Introduction and aim: Prevention or reduction of postoperative (PO) pain is still a challenge, as it had a different drawbacks on the healing process and patient quality of life. The current study aimed to evaluate the value of preemptive paracetamol with or without tramadol in management of postoperative pain control after abdominal surgery.
 Methodology: This is a retrospective study of 90 patients who submitted to elective abdominal surgery. Patients were classified into three equal groups. The first for paracetamol, the second for paracetamol-tramadol and the third for placebo (saline). One hour before surgery a dose of paracetamol (1 gm diluted in 100 ml saline) was administered for the first two groups, in addition to 100 mg of intravenous tramadol to the second group. The primary outcome was PO pain in the first 24 hours after surgery. The secondary outcomes include time for the first analgesic request and cumulative dose of analgesia. Also, nausea and vomiting were documented. 
 Results: The group of paracetamol-tramadol was associated with significant lower VAS score at 4, 6, 8, 10 and 12 hours postoperatively than paracetamol alone or saline groups.

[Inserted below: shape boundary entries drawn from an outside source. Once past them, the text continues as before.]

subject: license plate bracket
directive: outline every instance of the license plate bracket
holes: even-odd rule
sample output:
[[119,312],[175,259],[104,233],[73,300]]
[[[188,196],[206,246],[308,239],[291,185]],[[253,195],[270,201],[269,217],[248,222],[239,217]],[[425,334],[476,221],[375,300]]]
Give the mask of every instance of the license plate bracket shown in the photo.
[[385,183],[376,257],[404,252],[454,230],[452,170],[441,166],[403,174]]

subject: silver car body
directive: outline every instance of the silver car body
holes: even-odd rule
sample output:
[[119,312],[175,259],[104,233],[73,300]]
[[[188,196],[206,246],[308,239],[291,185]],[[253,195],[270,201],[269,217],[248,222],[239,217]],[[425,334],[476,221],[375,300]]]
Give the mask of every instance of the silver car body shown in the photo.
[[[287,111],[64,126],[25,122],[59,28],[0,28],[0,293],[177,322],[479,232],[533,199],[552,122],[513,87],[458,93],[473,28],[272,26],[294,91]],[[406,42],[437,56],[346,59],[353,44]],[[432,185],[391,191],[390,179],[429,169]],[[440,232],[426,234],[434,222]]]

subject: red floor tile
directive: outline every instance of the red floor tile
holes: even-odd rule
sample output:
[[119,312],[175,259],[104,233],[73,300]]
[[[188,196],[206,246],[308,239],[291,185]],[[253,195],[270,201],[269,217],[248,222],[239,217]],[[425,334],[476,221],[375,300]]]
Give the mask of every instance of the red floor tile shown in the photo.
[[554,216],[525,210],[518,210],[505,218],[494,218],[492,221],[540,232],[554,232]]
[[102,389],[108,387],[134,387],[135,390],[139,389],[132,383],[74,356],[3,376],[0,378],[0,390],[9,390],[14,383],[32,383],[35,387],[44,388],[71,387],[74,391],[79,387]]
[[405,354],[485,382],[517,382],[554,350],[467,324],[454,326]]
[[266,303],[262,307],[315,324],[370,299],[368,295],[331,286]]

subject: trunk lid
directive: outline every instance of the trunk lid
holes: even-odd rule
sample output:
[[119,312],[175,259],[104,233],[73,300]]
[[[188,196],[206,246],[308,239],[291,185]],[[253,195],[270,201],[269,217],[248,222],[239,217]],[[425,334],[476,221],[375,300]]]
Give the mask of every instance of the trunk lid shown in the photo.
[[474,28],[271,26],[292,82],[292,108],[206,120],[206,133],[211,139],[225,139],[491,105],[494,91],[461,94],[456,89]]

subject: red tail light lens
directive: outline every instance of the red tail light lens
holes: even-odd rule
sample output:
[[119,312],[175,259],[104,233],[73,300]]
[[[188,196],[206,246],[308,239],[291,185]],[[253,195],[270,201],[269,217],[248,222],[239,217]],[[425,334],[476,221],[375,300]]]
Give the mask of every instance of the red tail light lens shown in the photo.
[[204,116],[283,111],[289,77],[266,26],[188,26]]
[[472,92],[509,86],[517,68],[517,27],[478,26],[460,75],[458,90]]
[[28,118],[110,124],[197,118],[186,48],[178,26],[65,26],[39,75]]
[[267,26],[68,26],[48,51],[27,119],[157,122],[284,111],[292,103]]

Time to the first analgesic request was significantly longer in paracetamol-tramadol (138.00±24.41 minutes) than paracetamol alone (100.0±31.84 minutes) or saline group (82.33±23.73 minutes). The total cumulative analgesia in the first PO Day was significantly lower in paracetamol-tramadol (158.33±79.96 mg) than paracetamol (245.00±73.52 mg) or saline group (276.67±75.12 mg). Nausea and vomiting were reported in 9, 8 and 10 in paracetamol, paracetamol-tramadol and saline groups respectively with no significant differences.
 Conclusion: The use of preemptive paracetamol alone or combined with tramadol is an effective intervention to reduce the postoperative pain after abdominal surgery. It reduces the use of postoperative analgesics with subsequent effect on the cost and healthcare system.